I hope no one is offended, its just to illustrate that without a standard, you go by the tripod maker's reputation. Both will get the job done, but one has a huge safety margin.


----------



## neuroanatomist (Jul 24, 2014)

Mt. Spokane is correct. When a manufacturer gives a load rating, does it mean 'can support this load within acceptable vibration' or does it mean 'one pound more and the legs might snap'? They don't say. 

Tripod load ratings are useful as a relative guide _within brand_. So, the RRS TVC-43 will support a load more stably than the TVC-33, but the TVC-33 may be more or less stable than the Gitzo GT5532S with the same load. 

One thing I can tell you...RRS tends to be a bit conservative with their ratings....just a bit. For example, their TQC-14 travel tripod is their 'weakest' set of legs, rated to hold only 25 lbs. I think Joe (RRS' owner) weighs just a bit more than that....

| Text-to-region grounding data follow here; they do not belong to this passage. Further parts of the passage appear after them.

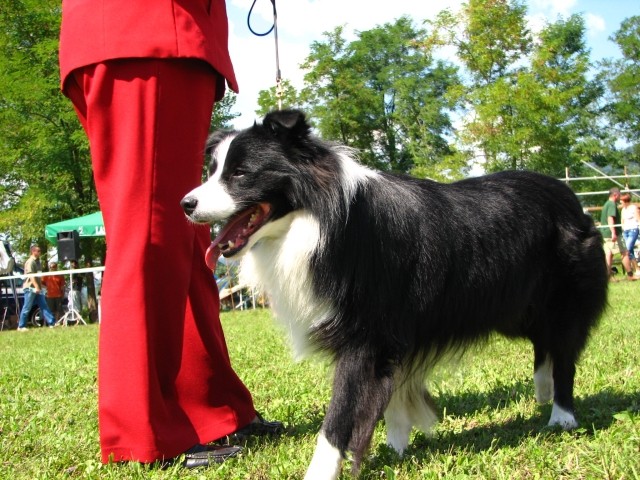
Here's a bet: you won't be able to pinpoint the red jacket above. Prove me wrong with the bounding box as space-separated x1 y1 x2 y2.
59 0 238 100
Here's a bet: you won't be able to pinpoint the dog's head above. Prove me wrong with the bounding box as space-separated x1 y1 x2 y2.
181 109 327 266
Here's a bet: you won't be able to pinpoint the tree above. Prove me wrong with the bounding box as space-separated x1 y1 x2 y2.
0 0 96 258
429 1 606 177
297 17 462 178
606 16 640 159
299 26 364 150
0 0 236 261
523 15 607 175
429 0 532 170
211 91 241 131
454 0 531 85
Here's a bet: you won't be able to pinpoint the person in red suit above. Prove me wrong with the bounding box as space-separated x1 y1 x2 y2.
59 0 281 467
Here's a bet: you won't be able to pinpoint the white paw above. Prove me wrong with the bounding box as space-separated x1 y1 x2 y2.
548 403 578 430
304 433 342 480
386 431 409 455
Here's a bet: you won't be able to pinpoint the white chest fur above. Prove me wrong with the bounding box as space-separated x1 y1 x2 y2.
239 210 335 358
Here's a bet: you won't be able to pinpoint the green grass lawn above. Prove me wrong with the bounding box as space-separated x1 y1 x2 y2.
1 283 639 479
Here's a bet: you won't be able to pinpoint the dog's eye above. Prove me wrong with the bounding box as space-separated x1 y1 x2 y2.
232 169 246 178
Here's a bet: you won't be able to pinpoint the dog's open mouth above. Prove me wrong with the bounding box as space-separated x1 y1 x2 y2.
205 202 272 267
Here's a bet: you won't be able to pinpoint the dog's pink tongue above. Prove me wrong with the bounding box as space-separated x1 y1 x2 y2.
205 243 221 270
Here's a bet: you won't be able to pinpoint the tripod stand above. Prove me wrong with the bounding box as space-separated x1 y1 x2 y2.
57 271 86 326
0 252 17 331
0 277 19 331
1 306 8 331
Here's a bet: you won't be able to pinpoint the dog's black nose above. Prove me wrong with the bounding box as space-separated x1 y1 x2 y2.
181 196 198 215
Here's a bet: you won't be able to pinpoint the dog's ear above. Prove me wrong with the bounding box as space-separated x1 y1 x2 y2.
263 110 311 140
205 130 235 156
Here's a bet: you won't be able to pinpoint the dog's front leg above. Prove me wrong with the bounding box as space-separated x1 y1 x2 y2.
304 432 343 480
304 348 395 480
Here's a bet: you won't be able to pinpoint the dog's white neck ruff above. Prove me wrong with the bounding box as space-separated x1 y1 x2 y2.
239 210 333 358
239 150 377 359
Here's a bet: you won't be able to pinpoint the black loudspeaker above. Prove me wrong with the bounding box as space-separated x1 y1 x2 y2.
57 230 80 261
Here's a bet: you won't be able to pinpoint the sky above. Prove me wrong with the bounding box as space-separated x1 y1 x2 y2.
225 0 638 128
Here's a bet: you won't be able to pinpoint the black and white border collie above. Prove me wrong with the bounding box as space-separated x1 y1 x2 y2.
182 110 608 479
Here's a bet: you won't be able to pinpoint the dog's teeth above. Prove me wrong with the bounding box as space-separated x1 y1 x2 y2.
228 240 235 248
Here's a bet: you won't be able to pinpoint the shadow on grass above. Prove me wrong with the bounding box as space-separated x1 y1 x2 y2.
264 380 639 475
369 382 640 474
278 380 640 438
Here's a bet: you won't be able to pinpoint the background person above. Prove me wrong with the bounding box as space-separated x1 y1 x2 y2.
620 193 640 276
42 262 66 322
17 245 56 331
59 0 281 468
601 187 634 279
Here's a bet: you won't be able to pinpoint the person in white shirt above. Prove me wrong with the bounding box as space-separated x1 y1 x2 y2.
620 193 640 276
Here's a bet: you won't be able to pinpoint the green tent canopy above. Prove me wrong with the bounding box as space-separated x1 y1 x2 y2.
45 211 105 244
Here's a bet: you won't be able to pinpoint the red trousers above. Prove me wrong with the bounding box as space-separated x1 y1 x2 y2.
65 59 255 463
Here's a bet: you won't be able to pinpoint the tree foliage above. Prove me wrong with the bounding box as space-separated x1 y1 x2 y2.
297 18 463 178
454 0 531 84
605 16 640 159
211 92 241 132
256 2 630 181
0 0 93 257
523 15 607 175
0 0 237 259
429 1 607 177
2 2 640 250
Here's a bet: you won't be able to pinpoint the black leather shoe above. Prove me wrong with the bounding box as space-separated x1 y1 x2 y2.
224 411 284 444
182 444 242 468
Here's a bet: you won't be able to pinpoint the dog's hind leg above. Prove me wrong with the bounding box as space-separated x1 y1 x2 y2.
304 349 395 480
531 326 580 429
547 345 579 429
544 284 602 430
533 345 554 404
542 221 607 429
384 367 438 453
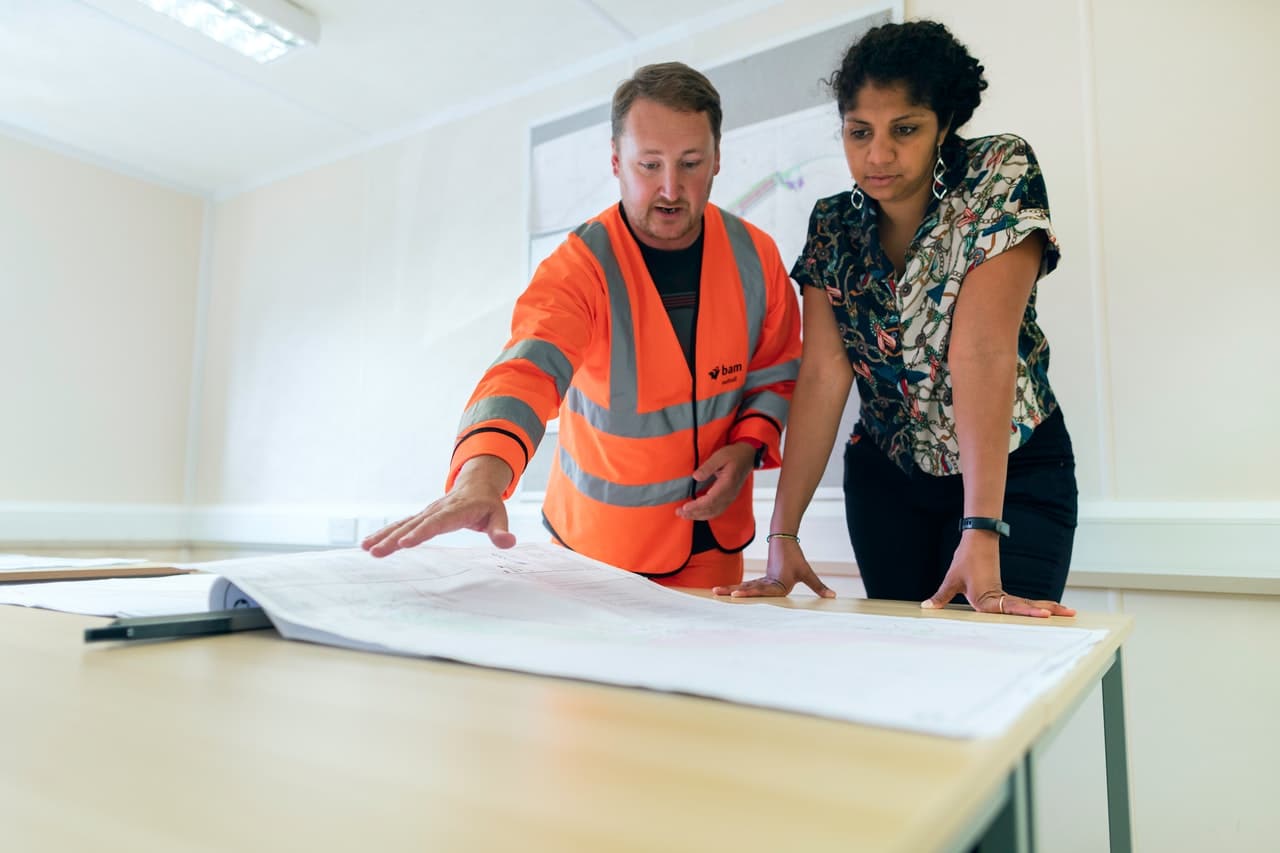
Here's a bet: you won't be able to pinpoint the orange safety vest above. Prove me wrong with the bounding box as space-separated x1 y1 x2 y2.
447 203 801 575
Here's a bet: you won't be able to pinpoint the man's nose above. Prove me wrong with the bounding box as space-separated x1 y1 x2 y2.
657 167 678 200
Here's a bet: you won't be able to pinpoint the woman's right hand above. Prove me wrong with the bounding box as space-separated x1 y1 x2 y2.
712 539 836 598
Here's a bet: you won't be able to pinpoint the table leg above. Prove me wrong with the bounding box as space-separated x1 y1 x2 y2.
976 757 1034 853
1102 650 1133 853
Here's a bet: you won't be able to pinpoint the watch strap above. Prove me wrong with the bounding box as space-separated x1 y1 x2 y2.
958 516 1011 537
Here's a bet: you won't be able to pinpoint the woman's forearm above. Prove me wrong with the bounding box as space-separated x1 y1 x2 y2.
771 286 854 535
949 347 1016 518
771 355 852 534
948 234 1043 520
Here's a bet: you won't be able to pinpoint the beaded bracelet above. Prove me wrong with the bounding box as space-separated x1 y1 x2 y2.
765 532 800 544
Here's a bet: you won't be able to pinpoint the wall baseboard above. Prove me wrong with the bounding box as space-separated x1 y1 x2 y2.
3 499 1277 591
0 502 188 544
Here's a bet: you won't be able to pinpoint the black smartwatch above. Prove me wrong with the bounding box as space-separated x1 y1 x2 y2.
958 516 1011 537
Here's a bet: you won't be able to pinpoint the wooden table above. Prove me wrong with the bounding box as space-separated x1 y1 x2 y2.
0 595 1132 853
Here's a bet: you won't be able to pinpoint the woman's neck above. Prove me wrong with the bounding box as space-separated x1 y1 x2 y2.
877 189 930 234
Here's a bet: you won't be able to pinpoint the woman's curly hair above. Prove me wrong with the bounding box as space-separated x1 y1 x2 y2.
829 20 988 139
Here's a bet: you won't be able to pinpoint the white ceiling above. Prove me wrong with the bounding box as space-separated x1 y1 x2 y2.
0 0 774 197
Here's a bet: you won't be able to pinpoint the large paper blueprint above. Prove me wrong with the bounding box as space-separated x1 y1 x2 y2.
200 543 1104 739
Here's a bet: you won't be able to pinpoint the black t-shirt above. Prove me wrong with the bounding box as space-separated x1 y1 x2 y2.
621 204 702 372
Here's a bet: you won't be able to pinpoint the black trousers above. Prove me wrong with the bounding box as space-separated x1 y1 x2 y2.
843 408 1078 604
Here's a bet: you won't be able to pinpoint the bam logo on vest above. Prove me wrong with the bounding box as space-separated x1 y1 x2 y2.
707 362 743 382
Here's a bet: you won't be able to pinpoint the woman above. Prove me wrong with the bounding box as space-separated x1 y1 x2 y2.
715 20 1077 618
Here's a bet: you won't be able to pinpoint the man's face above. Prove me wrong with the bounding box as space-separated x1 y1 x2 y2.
611 98 720 251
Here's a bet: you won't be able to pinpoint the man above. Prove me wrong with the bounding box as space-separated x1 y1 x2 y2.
363 62 801 589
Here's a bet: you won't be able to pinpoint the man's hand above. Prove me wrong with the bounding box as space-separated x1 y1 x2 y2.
361 456 516 558
922 531 1075 618
675 441 757 521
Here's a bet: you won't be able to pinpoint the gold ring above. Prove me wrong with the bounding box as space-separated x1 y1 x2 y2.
998 594 1007 615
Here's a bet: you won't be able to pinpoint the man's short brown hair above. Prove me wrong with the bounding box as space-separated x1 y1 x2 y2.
611 62 722 142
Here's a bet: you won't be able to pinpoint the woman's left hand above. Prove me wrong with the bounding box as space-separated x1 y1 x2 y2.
922 532 1076 618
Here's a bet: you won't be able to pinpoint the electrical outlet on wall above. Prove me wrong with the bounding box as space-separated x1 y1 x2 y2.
327 517 358 545
357 516 389 539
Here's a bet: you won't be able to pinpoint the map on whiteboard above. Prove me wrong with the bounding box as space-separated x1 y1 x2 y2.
528 103 848 275
713 104 848 275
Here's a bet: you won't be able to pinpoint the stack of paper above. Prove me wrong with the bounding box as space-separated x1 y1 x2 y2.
0 554 183 584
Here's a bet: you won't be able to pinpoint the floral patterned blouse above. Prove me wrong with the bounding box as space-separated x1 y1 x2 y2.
792 133 1061 476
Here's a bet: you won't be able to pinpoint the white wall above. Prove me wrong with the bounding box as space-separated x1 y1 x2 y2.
1091 0 1277 501
194 105 574 509
0 133 203 510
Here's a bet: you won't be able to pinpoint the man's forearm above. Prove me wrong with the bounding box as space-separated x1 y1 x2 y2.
453 454 515 498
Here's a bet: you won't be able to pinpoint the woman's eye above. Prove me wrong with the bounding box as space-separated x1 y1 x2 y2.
847 129 869 140
895 125 917 136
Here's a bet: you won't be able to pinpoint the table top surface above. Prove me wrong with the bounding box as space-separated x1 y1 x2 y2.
0 592 1132 853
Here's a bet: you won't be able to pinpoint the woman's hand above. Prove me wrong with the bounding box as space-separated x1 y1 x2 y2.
923 531 1075 618
712 538 836 598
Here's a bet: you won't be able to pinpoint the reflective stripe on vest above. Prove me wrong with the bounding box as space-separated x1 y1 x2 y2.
563 385 742 438
559 212 770 506
457 340 574 446
742 359 800 394
721 212 765 359
740 389 791 425
556 444 692 507
488 338 574 399
457 395 545 448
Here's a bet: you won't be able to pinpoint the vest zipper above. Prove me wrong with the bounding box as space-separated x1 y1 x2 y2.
689 282 701 497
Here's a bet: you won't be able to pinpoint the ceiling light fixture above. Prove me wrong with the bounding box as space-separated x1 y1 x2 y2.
136 0 320 64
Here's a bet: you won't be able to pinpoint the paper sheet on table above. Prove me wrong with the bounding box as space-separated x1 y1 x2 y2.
0 555 147 572
0 573 218 617
199 543 1105 739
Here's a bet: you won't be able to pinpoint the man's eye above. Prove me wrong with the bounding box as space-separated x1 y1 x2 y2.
682 161 701 169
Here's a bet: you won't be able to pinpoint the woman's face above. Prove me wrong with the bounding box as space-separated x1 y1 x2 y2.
842 81 948 210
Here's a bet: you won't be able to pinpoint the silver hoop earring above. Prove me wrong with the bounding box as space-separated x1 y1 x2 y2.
851 183 865 210
932 151 947 200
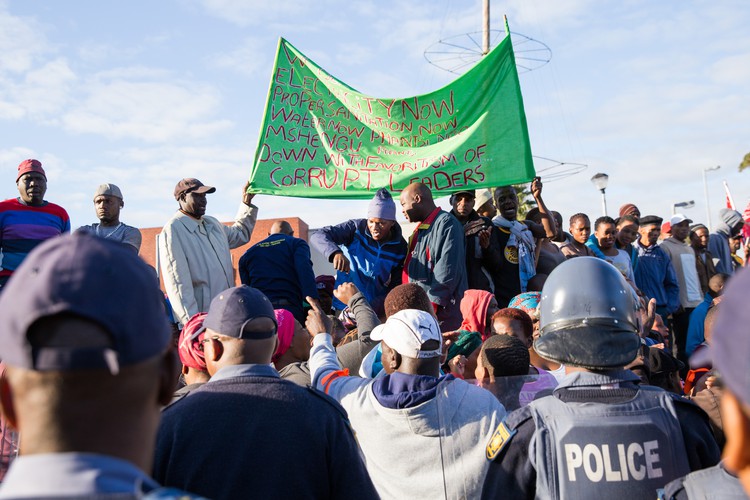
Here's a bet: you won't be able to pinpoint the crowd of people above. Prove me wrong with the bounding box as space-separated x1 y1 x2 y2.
0 157 749 499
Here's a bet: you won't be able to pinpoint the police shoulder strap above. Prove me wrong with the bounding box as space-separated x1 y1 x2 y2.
486 405 533 461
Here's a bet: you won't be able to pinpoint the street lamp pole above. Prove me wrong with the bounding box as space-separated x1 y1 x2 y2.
591 173 609 217
703 165 721 230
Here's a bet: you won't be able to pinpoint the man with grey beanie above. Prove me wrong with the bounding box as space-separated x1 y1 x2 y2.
708 208 745 274
310 188 407 316
77 183 142 253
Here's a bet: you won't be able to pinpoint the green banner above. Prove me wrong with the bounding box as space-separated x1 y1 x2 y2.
249 33 534 199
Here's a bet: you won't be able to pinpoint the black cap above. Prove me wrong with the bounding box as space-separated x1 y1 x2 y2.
639 215 663 227
203 286 277 339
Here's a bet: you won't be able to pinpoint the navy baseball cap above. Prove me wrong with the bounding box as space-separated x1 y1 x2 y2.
712 269 750 407
0 233 171 374
203 286 277 339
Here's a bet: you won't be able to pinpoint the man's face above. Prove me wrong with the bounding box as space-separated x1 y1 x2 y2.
94 195 122 224
17 172 47 205
616 222 639 247
180 191 207 218
690 227 709 249
367 218 395 242
595 223 616 249
731 237 742 253
569 218 591 245
732 221 746 237
671 220 690 241
639 224 660 246
494 186 518 220
451 193 475 218
290 319 312 361
399 190 419 222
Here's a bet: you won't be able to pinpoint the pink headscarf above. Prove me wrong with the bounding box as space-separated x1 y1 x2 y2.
459 290 494 341
273 309 295 363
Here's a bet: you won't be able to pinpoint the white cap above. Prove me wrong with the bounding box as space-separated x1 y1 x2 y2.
370 309 442 359
475 188 494 209
670 213 693 226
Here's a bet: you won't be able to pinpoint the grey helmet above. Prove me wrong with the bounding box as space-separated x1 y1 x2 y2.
534 257 641 369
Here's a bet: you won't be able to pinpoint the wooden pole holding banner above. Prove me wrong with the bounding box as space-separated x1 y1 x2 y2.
482 0 490 55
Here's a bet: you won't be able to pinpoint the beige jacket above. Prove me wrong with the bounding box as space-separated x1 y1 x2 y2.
159 204 257 325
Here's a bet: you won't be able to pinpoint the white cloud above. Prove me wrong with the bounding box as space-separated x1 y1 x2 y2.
0 3 52 74
209 37 268 77
62 79 232 142
191 0 312 27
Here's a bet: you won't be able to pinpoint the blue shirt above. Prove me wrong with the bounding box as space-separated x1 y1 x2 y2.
686 293 713 357
0 453 159 498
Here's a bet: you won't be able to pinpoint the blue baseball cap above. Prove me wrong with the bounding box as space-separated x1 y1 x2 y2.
712 269 750 406
203 286 277 339
0 233 171 374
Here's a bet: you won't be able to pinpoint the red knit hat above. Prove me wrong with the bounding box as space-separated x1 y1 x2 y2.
16 159 46 182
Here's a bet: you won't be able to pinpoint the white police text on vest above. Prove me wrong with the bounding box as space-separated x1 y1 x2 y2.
564 440 663 482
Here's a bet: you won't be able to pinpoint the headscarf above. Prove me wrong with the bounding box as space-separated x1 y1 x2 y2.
178 312 207 371
508 292 541 321
446 330 483 361
273 309 296 363
459 289 494 341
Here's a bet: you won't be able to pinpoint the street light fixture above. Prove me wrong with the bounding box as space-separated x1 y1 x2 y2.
672 200 695 215
703 165 721 230
590 173 609 216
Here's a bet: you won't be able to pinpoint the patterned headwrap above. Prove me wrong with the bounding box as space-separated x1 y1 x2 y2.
178 312 207 371
507 292 541 321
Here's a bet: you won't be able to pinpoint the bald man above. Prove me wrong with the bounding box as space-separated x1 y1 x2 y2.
400 183 467 330
239 219 320 322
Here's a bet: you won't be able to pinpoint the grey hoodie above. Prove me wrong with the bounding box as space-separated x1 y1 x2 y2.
311 333 506 500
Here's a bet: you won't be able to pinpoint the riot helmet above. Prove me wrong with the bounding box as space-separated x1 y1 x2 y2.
534 257 641 369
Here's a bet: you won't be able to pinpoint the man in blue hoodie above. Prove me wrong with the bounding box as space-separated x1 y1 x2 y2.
311 188 407 317
634 215 680 320
709 208 745 275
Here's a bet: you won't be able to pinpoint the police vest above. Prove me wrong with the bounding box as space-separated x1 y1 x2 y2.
528 385 690 500
681 463 747 499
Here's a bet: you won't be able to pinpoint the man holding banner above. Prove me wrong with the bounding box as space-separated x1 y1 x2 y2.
400 183 467 331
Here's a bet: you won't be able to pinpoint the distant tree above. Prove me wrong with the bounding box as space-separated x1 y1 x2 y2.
740 152 750 172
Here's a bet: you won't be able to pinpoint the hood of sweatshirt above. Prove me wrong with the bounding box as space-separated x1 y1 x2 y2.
367 374 470 437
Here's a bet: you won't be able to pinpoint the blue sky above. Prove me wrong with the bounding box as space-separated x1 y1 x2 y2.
1 0 747 230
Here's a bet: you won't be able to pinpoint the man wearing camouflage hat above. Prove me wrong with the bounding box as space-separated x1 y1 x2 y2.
77 183 142 253
482 257 719 499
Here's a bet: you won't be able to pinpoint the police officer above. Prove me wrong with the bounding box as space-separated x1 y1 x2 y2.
481 257 720 499
661 269 750 499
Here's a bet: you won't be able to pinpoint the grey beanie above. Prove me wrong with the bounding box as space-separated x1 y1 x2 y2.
719 208 743 228
368 188 396 221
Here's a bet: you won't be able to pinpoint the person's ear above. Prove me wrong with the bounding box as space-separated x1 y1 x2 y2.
181 364 189 376
0 372 18 431
157 349 181 406
475 365 489 382
120 201 124 209
722 391 750 477
391 351 402 371
205 338 223 363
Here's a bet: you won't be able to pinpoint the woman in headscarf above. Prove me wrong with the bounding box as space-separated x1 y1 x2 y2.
273 309 312 386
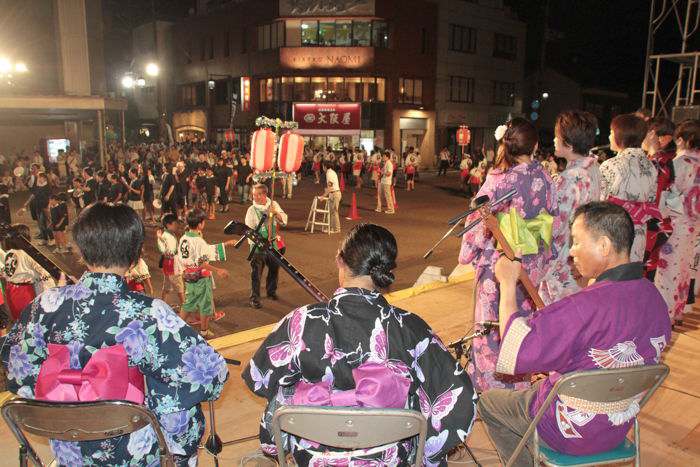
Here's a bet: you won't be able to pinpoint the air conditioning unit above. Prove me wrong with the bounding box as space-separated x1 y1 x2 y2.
671 105 700 122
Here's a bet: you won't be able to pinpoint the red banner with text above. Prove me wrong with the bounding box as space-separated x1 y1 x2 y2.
292 103 361 135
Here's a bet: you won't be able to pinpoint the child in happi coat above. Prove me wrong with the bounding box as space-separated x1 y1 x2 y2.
48 193 69 253
157 213 184 307
176 209 236 338
2 224 56 320
125 257 153 296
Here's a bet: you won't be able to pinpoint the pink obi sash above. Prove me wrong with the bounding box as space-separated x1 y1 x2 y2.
35 344 145 404
608 196 662 226
292 363 410 409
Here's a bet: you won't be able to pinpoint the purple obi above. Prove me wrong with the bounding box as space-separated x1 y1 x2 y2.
292 363 411 408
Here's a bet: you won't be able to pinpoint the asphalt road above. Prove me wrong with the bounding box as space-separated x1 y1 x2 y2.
13 170 473 338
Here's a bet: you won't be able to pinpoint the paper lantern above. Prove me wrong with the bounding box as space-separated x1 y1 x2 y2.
456 126 471 146
250 128 275 171
224 128 235 143
278 132 304 173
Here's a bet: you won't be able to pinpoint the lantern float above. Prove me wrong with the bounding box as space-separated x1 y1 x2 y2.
250 128 275 171
278 131 304 173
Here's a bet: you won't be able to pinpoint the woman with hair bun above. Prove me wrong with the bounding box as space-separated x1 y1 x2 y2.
243 223 476 466
458 117 557 392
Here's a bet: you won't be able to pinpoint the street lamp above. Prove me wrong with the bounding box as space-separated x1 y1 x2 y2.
121 75 135 89
145 62 159 77
15 62 27 73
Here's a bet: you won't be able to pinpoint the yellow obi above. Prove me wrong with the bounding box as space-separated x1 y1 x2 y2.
496 207 553 255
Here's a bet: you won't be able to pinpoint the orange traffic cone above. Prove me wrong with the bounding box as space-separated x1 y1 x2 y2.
391 186 398 210
346 192 361 220
340 174 346 192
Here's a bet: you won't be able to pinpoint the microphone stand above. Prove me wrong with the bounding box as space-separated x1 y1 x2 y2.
204 358 247 467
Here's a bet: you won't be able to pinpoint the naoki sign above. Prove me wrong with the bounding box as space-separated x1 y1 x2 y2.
280 47 374 70
293 103 361 135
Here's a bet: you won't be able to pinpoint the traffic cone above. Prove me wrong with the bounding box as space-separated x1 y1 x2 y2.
340 174 346 192
346 192 361 220
392 186 398 210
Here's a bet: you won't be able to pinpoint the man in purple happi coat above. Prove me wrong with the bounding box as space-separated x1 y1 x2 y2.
479 201 671 466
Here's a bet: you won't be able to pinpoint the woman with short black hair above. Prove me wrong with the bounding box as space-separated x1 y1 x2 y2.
243 223 476 466
1 203 228 466
600 113 658 261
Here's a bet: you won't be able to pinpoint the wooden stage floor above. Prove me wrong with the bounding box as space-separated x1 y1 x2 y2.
0 275 698 466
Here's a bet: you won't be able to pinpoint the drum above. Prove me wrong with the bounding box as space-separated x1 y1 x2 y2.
13 167 24 178
152 199 162 210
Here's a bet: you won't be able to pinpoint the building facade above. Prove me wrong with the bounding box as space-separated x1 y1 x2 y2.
0 0 125 162
435 0 526 158
171 0 439 164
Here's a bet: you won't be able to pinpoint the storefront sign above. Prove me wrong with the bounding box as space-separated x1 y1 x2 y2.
293 103 361 135
240 77 251 111
279 0 374 16
280 47 373 70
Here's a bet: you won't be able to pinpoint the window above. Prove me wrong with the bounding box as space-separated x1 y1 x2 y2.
257 22 285 50
399 78 422 105
494 33 516 60
224 30 230 57
336 20 352 46
180 83 206 107
258 77 386 103
301 20 318 45
421 28 429 54
214 80 229 105
448 24 476 53
208 36 214 59
449 76 474 103
372 21 389 47
352 21 371 46
319 21 336 46
493 81 515 106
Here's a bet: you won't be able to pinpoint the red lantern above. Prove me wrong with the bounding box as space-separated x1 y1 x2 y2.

I weigh 180 lbs, and I couldn't resist trying this when I first got my TQC-14 - it held me just fine.


----------



## Perio (Jul 24, 2014)

Thanks for your input, guys. I can't believe how much both of you know. Neuro, so are you implying that TVC-33 should be more than enough for 10lb equipment and it doesn't make much sense to go for TVC-43 or Gitzo GT5532S? 




neuroanatomist said:


> Mt. Spokane is correct. When a manufacturer gives a load rating, does it mean 'can support this load within acceptable vibration' or does it mean 'one pound more and the legs might snap'? They don't say.
> 
> Tripod load ratings are useful as a relative guide _within brand_. So, the RRS TVC-43 will support a load more stably than the TVC-33, but the TVC-33 may be more or less stable than the Gitzo GT5532S with the same load.
> 
> ...


----------



## neuroanatomist (Jul 24, 2014)

The TVC-33 will do fine. Most of the use my TVC-33 gets is with the 1D X + 600/4L IS II (on an RRS PG-02 LLR gimbal), the camera + lens is ~12 lbs (more with a TC and a 600EX-RT + Better Beamer).


----------